The wildly inaccurate yet confident responses generated by LLMs — commonly referred to as ‘hallucinations’ — are not only disruptive, they’re also recognized as risks. The former LLM09 Overreliance guidance has been updated, with OWASP now putting the spotlight on how hallucinations can mislead users and lead to decisions based on fabricated information.

Code copilots are particularly vulnerable here, sometimes recommending vulnerable or typo-squatted code packages, which could compromise a company’s codebase.
Because chat responses often sound authoritative and data-driven, it’s natural to trust them. However, relying on these responses without verification could land the company in serious legal trouble.

5. Operational disruption (LLM10:2025 Unbounded Consumption)

As GenAI becomes integral to business operations, disrupting its performance directly harms the company.

The former Denial of Service (DOS) guidance has expanded to Unbounded Consumption, encompassing scenarios such as:

  • DoW (Denial of Wallet): Attackers drive up model’s computing costs, bleeding the company dry.
  • Resource-Intensive Queries: Legitimate-looking inputs overwhelm systems, causing crashes.
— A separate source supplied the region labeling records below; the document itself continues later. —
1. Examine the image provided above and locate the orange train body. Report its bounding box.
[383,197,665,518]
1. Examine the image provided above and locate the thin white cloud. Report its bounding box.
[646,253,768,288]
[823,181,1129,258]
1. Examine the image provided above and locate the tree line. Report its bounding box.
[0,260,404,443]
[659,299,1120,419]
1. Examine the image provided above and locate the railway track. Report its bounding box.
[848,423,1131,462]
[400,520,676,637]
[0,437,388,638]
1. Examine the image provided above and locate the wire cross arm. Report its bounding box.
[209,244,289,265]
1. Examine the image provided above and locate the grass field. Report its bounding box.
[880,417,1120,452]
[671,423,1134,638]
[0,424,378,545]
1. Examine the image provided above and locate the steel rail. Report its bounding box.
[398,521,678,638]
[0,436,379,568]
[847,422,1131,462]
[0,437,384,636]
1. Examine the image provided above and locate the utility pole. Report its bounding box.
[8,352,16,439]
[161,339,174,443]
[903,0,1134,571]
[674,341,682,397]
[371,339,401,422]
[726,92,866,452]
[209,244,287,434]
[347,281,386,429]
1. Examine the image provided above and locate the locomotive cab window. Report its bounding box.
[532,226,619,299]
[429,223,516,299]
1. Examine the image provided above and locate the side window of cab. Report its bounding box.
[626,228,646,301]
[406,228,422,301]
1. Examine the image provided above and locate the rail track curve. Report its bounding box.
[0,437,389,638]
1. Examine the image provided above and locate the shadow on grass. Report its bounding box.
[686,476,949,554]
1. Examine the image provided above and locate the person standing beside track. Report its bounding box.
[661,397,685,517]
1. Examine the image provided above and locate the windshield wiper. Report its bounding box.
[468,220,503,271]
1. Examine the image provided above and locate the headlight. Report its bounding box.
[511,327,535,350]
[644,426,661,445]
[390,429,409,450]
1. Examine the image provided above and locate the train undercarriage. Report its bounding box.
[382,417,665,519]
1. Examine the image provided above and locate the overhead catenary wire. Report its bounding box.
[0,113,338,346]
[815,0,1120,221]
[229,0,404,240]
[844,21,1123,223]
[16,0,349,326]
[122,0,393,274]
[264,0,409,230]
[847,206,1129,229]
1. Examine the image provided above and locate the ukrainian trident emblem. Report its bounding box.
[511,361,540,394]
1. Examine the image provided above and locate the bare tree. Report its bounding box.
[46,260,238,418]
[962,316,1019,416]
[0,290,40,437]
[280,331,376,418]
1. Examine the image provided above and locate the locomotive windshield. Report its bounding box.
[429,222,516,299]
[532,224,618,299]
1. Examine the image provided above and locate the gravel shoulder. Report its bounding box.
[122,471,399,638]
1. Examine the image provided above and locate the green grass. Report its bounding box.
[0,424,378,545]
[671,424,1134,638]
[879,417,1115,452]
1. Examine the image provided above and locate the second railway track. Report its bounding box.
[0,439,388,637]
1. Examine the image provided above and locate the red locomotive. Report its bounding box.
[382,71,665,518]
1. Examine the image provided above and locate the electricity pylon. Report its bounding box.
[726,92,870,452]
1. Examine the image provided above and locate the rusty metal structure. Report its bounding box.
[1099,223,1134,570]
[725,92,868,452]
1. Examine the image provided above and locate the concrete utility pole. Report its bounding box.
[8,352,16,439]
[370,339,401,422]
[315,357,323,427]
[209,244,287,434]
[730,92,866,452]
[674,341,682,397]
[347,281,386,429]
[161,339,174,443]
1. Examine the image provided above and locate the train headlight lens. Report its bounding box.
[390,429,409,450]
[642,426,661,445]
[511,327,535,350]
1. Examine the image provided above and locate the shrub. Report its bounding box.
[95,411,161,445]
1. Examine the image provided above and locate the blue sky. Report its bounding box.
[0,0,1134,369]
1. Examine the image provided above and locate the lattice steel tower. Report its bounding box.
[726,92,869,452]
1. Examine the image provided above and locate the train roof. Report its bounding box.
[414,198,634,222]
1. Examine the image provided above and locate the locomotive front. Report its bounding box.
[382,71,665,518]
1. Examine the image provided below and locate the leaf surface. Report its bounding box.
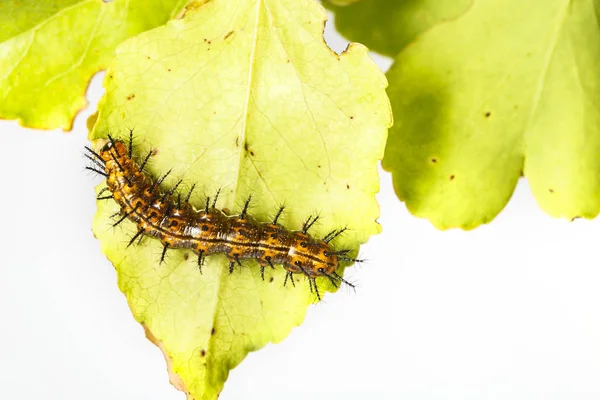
[0,0,187,130]
[90,0,391,399]
[325,0,473,57]
[383,0,600,229]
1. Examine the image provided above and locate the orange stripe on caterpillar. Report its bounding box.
[86,132,361,300]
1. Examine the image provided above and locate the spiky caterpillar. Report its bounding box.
[86,132,361,300]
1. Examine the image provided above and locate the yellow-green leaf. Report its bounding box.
[383,0,600,229]
[91,0,391,399]
[0,0,187,130]
[325,0,474,57]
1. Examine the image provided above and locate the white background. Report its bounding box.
[0,10,600,400]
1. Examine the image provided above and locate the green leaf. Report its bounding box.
[383,0,600,229]
[91,0,391,399]
[0,0,187,130]
[325,0,474,57]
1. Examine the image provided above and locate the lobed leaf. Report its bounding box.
[383,0,600,229]
[90,0,391,399]
[0,0,187,131]
[325,0,474,57]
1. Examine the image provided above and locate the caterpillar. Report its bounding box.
[85,130,363,300]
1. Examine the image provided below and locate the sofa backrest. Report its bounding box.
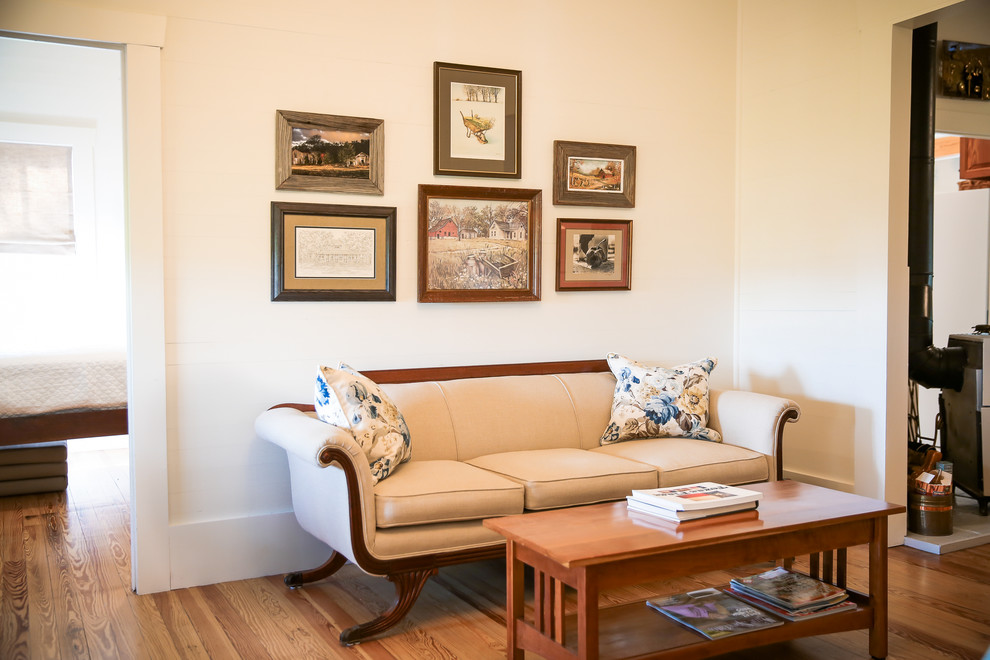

If you thought cloud bills were high before, wait until an adversarial LLM query hits your budget. For example, by simply asking the LLM in a prompt to use a minimum number of tokens in its response, an attacker can cause your company to spend a significant amount of money (https://x.com/fabianstelzer/status/1868214722308219061)

Conclusion

The OWASP Top 10 for LLMs 2025 makes one thing clear: as GenAI becomes a vital part of business operations, the risks it brings are evolving just as fast. With AI products advancing and the technology behind them constantly shifting, the threat landscape is changing rapidly. Staying informed and keeping up with these risks isn’t just important — it’s essential to protecting your business.